L’équipe a analysé 240 poissons appartenant à 12 espèces couramment pêchées et consommées au Maroc, comme la sardine ou le maquereau. Résultat : chaque poisson, sans exception, contenait des microplastiques. Ces particules inférieures à 5 millimètres se logeaient principalement dans les branchies, le tube digestif et même les organes reproducteurs [1].

En moyenne, chaque poisson renfermait plusieurs dizaines de particules, avec des écarts importants selon les espèces. Les fragments de plastique (60 %) et les fibres (30 %) étaient les formes les plus fréquentes. Les polymères identifiés reflètent notre usage quotidien : polyéthylène haute densité (utilisé dans les bouteilles et les emballages), polyéthylène téréphtalate et polypropylène [1].

Un repas assaisonné au plastique

Pour donner un ordre d’idée, les scientifiques ont estimé ce que cela pourrait représenter dans notre assiette. D’après leurs calculs, un enfant marocain avalerait environ 1620 particules de microplastiques par an rien qu’en mangeant du poisson. Les adultes en ingéreraient autour de 350. Mais ces chiffres sont à prendre avec des pincettes : ils reposent sur des hypothèses de consommation et non sur des mesures directes chez les personnes [1].

Les poissons qui vivent près du fond de l’océan et qui mangent de tout semblaient plus contaminés. Mais là encore, cette observation n’a pas été confirmée par des analyses statistiques solides. Les chercheurs appellent donc à la prudence [1].

Pourquoi ces particules posent-elles question ?

Les microplastiques agissent comme de minuscules éponges. Dans l’environnement, ils peuvent absorber des polluants chimiques ou des bactéries. Une fois ingérés par les poissons, ils pourraient libérer ces substances ou provoquer des lésions physiques. Certains additifs, comme le bisphénol A, sont même soupçonnés de perturber le système hormonal [1].

Cependant, il faut distinguer le risque pour les poissons du risque pour l’humain. Les chercheurs ont calculé un indice de danger des polymères qui classe le danger potentiel pour les poissons comme « très élevé ». Mais ce calcul est basé sur la toxicité théorique des plastiques purs, et non sur ce qui se passe réellement dans l’organisme.
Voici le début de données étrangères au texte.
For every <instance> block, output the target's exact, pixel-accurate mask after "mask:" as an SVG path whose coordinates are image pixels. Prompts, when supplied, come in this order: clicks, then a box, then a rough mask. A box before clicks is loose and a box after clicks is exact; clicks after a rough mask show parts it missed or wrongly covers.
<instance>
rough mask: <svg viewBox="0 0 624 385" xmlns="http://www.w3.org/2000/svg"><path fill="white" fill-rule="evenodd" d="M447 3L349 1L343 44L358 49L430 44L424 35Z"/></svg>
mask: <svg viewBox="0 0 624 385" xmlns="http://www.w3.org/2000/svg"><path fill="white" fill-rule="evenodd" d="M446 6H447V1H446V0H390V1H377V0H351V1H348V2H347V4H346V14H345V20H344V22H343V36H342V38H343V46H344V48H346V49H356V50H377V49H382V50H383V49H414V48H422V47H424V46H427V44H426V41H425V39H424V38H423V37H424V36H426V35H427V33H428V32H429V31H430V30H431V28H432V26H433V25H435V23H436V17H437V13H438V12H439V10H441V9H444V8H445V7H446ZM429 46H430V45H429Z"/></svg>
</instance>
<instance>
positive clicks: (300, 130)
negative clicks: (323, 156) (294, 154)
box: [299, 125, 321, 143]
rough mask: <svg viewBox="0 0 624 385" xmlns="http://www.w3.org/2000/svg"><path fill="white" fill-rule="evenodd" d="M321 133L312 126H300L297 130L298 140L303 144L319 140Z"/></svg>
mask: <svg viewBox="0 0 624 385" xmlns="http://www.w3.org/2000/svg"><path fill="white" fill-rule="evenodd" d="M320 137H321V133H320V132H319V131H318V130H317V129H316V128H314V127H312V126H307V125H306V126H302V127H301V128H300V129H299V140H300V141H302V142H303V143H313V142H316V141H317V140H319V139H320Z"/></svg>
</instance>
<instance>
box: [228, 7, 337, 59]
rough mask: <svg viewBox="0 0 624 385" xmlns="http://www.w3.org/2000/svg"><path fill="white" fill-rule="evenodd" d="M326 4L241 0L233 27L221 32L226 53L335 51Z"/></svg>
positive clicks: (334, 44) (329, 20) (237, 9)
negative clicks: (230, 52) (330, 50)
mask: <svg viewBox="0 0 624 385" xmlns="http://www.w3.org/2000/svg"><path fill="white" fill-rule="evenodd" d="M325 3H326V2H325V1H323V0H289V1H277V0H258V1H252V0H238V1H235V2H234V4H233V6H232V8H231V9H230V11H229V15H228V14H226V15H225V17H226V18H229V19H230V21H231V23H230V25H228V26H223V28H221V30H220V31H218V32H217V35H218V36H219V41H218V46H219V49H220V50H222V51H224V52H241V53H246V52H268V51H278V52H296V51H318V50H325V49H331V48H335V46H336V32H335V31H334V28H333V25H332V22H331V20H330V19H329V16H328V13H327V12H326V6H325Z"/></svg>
Rien ne permet aujourd’hui d’affirmer que la présence de microplastiques dans un filet de poisson rend malade la personne qui le mange [1].

Ce que l’étude ne dit pas

Plusieurs limites empêchent de tirer des conclusions définitives. L’échantillon de 20 poissons par espèce reste modeste pour représenter toute une population marine. L’étude, menée en un seul lieu, ne reflète pas la contamination d’autres zones de l’Atlantique. Enfin, l’analyse donne une image à un instant T, sans suivi dans le temps [1].

Surtout, aucune donnée de santé humaine n’a été mesurée. L’étude constate une contamination, pas une maladie. Le lien entre la présence de microplastiques et un éventuel risque sanitaire reste donc une hypothèse, et non un fait établi.

Et maintenant ?

Ces résultats renforcent l’importance de comprendre ce que les microplastiques font à notre corps. Pour l’instant, les chercheurs suggèrent une surveillance régulière des produits de la mer et la mise en place de normes sur les niveaux acceptables de microplastiques dans les aliments [1].

En attendant des réponses plus claires, cette étude nous rappelle que nos déchets plastiques ne disparaissent pas. Ils se fragmentent, voyagent, et peuvent même revenir jusqu’à nos assiettes. De quoi réfléchir à notre usage du plastique, sans pour autant rayer le poisson de nos menus.